STK başkanları: “Saldırıların ve saldıranların dayanak noktası İstanbul Sözleşmesi’dir”
Diyanet İşleri Başkanı Prof. Dr. Ali Erbaş şahsında İslam’a dil uzatanlara tepki gösteren STK başkanları, ahlaksızlığın kaynağının İstanbul Sözleşmesi olduğunun altını çizdi.
Cinsel sapkınlığa sahip çıkan Ankara Barosu, İzmir Barosu, HDP, CHP ve İHD'nin, Diyanet İşleri Başkanı Ali Erbaş hakkında yaptığı suç duyurusuna her kesimden tepkiler çığ gibi büyürken, Erbaş'a STK başkanlarından da destekler gelmeye devam ediyor.
Konuyla ilgili İLKHA'ya açıklamada bulunan İDEV Başkanı Mehmet Ali Doyar, AGD Genel Başkanı Salih Turhan ve ÖĞ-DER Genel Başkanı Hamdi Sürücü, Diyanet İşleri Başkanı'nın hakkı söylediğini belirterek İslam’a dil uzatanlara tepki gösterdiler.
“Diyanet İşleri Başkanı üzerinden İslam’a olan kinlerini açıkladılar”
Ali Erbaş şahsında İslam’a dil uzatanlara tepki gösteren İDEV Başkanı Mehmet Ali Doyar, “Diyanet İşleri Başkanı Sayın Ali Erbaş, Ankara Hacı Bayram-ı Veli Camisi’ndeki cuma hutbesinde, İslam’ın toplumsal hayata dair hükümlerinden bahsederek toplumu ifsat edip, ahlaki çöküntüye sebep olan önemli bir konuya temas etmiştir. Bu konunun, Diyanet İşleri Başkanı tarafından dile getirilmesi önemlidir. Ancak bunu hazmedemeyen malum çevreler, Diyanet İşleri Başkanı üzerinden İslam’a olan kinlerini izhar ederek karşı tavır aldılar ve şikâyette bulundular. Onlardan başka bir şey de beklenmez doğrusu.” dedi.
“İstanbul Sözleşmesi iptal edilmeli”
İstanbul Sözleşmesi’nin iptal edilmesi gerektiğini dile getiren Doyar, şunları söyledi:
“Ancak burada şu hususa dikkat çekmek gerekir. Türkiye’de zina suç değilken, buluğ çağına erdiği halde 18 yaşından küçük olduğu için evlenenler tacizci diye cezalandırılırken, İstanbul Sözleşmesiyle ailenin dağılmasına ve ahlaksızlığın toplumda yer edinmesine zemin hazırlanırken, elbette ki ahlak yoksunu malum çevreler bunlardan cesaret alacak ve toplumu ifsat etmekten çekinmeyeceklerdir. Diyanet İşleri Başkanın bunlara da değinmesi en doğru olandı. Bundan çok daha doğru olan ve kahir ekseriyeti Müslüman olan bu toplumun da beklentisi; zinanın tekrar suç kapsamına alınması, evlilik yaşının gözden geçirilmesi ve İstanbul Sözleşmesi’nin iptali olacaktır.”
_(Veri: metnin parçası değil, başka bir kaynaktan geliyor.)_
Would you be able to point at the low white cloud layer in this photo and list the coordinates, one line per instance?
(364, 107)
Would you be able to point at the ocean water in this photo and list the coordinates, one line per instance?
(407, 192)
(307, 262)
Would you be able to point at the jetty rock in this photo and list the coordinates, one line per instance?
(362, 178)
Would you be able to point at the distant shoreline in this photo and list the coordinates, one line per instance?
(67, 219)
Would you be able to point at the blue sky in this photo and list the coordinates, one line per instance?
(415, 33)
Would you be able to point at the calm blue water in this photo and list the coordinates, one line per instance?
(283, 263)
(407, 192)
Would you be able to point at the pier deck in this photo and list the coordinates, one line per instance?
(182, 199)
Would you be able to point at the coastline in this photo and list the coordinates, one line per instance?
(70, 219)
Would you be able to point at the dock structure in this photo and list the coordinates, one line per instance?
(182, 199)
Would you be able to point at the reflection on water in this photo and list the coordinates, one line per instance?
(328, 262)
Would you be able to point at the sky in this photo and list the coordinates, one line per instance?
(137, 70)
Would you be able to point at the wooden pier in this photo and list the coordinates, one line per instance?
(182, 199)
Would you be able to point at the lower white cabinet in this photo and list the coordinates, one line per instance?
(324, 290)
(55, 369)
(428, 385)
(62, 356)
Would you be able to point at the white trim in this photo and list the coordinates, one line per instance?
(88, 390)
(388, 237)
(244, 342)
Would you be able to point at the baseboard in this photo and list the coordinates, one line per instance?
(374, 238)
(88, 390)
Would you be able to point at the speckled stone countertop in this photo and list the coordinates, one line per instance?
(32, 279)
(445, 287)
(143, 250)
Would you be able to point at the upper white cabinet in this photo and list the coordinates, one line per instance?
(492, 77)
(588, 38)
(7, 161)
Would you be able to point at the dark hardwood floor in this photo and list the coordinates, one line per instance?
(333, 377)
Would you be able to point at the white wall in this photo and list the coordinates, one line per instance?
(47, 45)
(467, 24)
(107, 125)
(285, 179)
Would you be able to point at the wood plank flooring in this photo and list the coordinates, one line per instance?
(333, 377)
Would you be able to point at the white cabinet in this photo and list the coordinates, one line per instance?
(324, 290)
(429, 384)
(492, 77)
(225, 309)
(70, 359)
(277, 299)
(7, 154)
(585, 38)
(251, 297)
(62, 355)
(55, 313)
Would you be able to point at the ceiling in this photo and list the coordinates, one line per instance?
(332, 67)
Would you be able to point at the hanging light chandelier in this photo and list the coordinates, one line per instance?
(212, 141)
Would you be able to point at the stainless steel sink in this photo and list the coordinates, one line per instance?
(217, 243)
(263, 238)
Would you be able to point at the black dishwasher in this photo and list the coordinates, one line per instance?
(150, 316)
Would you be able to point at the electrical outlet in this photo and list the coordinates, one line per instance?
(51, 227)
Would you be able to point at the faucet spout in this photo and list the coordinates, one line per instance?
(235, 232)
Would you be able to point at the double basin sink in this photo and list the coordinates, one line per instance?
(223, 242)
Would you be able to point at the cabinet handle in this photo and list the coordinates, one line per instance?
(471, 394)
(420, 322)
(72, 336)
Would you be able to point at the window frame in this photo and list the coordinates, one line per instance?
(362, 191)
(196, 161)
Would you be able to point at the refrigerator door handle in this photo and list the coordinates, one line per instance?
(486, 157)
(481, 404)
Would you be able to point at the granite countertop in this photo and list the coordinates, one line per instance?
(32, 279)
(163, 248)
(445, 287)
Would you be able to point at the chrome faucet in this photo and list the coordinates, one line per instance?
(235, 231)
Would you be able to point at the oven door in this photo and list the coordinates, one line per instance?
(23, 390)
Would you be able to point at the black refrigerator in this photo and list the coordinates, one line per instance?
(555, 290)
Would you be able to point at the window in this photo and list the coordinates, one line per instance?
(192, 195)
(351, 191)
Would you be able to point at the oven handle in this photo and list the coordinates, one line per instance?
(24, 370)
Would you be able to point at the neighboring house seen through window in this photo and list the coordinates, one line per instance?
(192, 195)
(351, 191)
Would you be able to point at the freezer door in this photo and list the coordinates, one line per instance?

“Yapılan saldırıların ve saldıranların dayanak noktası İstanbul Sözleşmesi’dir”
Diyanet İşleri Başkanı Ali Erbaş’ın cuma hutbesinde belirttiği hususların tamamının doğru olduğuna inandıklarını söyleyen AGD Genel Başkanı Salih Turhan, diyanetin bu ve benzeri konularda daha fazla açıklama yaparak toplumu sürekli bilgilendirmesinde fayda olacağını söyledi.
Turhan, “Diyanet İşleri Başkanının şahsında İslam’ın hükümlerine yönelik yapılan saldırıların ve saldıranların dayanak noktası İstanbul Sözleşmesi’dir. Türkiye’nin, İstanbul Sözleşmesi gibi toplumun ahlakını bozan, ahlaksızlığın yaygınlaşmasını, meşrulaştırılmasını ve kurumsallaşmasını sağlayan böyle bir sözleşmeden acilen çıkması gerekmektedir. Müslüman olmayan kimi ülkeler dahi halklarının bu sözleşmeye tepki göstermelerinden dolayı anlaşmadan çekildiklerini açıkladılar. Ayrıca İslam ile müsemma olmuş bir şehir olan İstanbul’un isminin böyle bir sözleşmeye verilmesi ayrı bir garabettir. Avrupa Birliği ile uyum süreci kapsamında ahlaksızlığın ve cinsel sapkınlıkların önünü açan tüm uygulamalar derhal son bulmalıdır.” dedi.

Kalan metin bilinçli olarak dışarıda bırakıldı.